EDITORIAL: The Evolution from Adrian to Hans
I had a short trip to Bucharest. Knowing that, at this time, the number of hospitalizations and deaths is staggering, I took a look at the way ordinary people look at the risks of the pandemic: masks are worn on the streets and most people wear them, you can not enter public institutions without a mask and without vaccination certificate. I was pleasantly impressed when even in one of the smallest places, the person was not in a hurry to take my money and sell me a coffee, he first asked for my vaccination certificate. I was even more surprised that the places are equipped with QR scanners. All this left me with the pleasant feeling that there is a way out and that Romania will soon come out of the disaster, especially since the number of vaccinated people increase. And I was also thinking that as the scanners have not yet reached our country, and the masks are already long abandoned, we should make an effort to learn from our neighbors.
On the way back, I took a taxi to the airport. The hotel called me a taxi that spoiled the whole success story. I took a seat in the vehicle and, through all the pores of the mask, I felt the smoke of a freshly smoked cigarette. I looked at the driver to get his attitude. Adrian is written on the dashboard. He is up to 35, a kindergarten girl, his daughter, smiles at him from the phone
– Where are you going, ma’am, with that mask?
– At the airport. And the mask is mandatory for everyone.
He takes it out of his pocket, slowly, grabs it by the ears, and pulls it under his beard with the attitude that he seems to follow the rules, though not at all.
– And do you really believe in this scarecrow? It’s a common cold. People die of cancer, of all diseases. As much as God gave you to live, that’s all you have, says Adrian, starting the car, scratching his nose, then touching all the devices he had at hand. He also told me that he was not vaccinated and that he was not going to.
I realized that no one had talked to him enough, not now, since the pandemic, but since he was born, to tell him about the health and social rules, about solidarity. I notice he hasn’t even put on his seat belt. I started slowly with the stories about how the polio vaccine saved thousands of children’s lives, cute as his daughter, from lifelong paralysis. Then I told him that people with cancer and stroke, which he thinks are real diseases, cannot be treated well in these conditions, because doctors are exhausted by those with COVID-19.
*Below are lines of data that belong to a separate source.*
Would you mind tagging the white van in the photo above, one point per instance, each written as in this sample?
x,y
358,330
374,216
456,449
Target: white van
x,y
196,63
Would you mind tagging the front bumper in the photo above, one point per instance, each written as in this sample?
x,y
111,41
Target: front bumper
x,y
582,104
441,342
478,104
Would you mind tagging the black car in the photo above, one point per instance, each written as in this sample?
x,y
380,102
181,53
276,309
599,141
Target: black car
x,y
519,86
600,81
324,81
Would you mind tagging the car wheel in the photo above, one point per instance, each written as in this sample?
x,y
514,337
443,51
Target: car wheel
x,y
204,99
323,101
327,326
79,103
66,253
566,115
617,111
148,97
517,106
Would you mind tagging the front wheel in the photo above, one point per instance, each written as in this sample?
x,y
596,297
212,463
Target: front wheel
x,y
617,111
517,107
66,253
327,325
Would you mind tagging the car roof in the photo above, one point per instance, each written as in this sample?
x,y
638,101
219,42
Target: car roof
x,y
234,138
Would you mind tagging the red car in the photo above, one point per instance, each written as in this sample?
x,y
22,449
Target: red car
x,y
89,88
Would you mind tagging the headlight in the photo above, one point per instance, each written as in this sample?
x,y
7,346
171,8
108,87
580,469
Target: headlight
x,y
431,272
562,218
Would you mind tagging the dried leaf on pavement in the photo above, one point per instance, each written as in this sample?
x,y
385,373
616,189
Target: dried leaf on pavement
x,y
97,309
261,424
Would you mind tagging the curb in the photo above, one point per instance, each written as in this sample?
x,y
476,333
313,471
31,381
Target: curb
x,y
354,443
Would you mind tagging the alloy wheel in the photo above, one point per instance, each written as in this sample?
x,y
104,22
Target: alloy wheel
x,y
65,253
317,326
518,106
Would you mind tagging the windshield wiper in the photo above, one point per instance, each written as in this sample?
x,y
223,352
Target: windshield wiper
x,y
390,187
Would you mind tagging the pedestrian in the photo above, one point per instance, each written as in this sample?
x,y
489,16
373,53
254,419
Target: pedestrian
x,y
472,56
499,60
Adrian, tired of the lesson, called a friend. A long dialogue followed, for good minutes, yes, with the phone to his ear and holding the steering wheel. He complained to his friend that he was not doing well, that he was not earning much, that people were more stingy, that he no longer wants to be a taxi driver, that he has no money even for a beer in the evening, or for any other entertainment.
When he finished talking, he hung up. At the traffic light, while waiting, he opened a video game application and played for a few moments. It seemed to me that I was in a tragicomic movie. I wondered if my effort to explain to him some things was a good idea or it was better just to denounce him.
– Do you mind if I smoke, ma’am?
I made him sad: it’s not enough that I’m vaccinated, but I don’t even smoke. Arriving at the airport, the young taxi driver surrounded by gadgets told me that I could not pay by card, only cash. All the way to the airport, I compared Adrian to Hans.
I met Hans last week in Amsterdam. I was with a group of journalists and we called a taxi to take us to the Volkskrant newsroom. The car was impeccably clean, the driver seemed to be out of fashion magazines. He was wearing a mask and asked us to put it on because it was still mandatory in transport. He asked us if we had been vaccinated, told us that he too had been vaccinated, and then, we found out about his fascinating life story.
Taxi driving is his last profession. He spent most of his life in nightclubs. In his youth, he had bought several places in the Dutch capital and developed leisure businesses. At the age of 54, he felt that he was no longer so happy at the disco (yes, he went to parties every week for 30 years), so he made a plan: he sold his business and made a calculation that the money he got would be enough for him to travel to exotic islands for the rest of his life, as if on a continuous vacation. That’s what he did. He traveled, but only for a few months and gave up.
– Why?
– Because I felt different than I thought. I missed being part of a community, being useful, being at home.
Now Hans is a taxi driver. Not for money, for interest and pleasure. He works every day, just a few hours, to meet new people, to tell them about life, about civilization and the meanings of life. There is an educational, cognitive, and, implicitly, welfare gap between the two. In the Netherlands, the number of hospitalizations and deaths of COVID-19 is very small.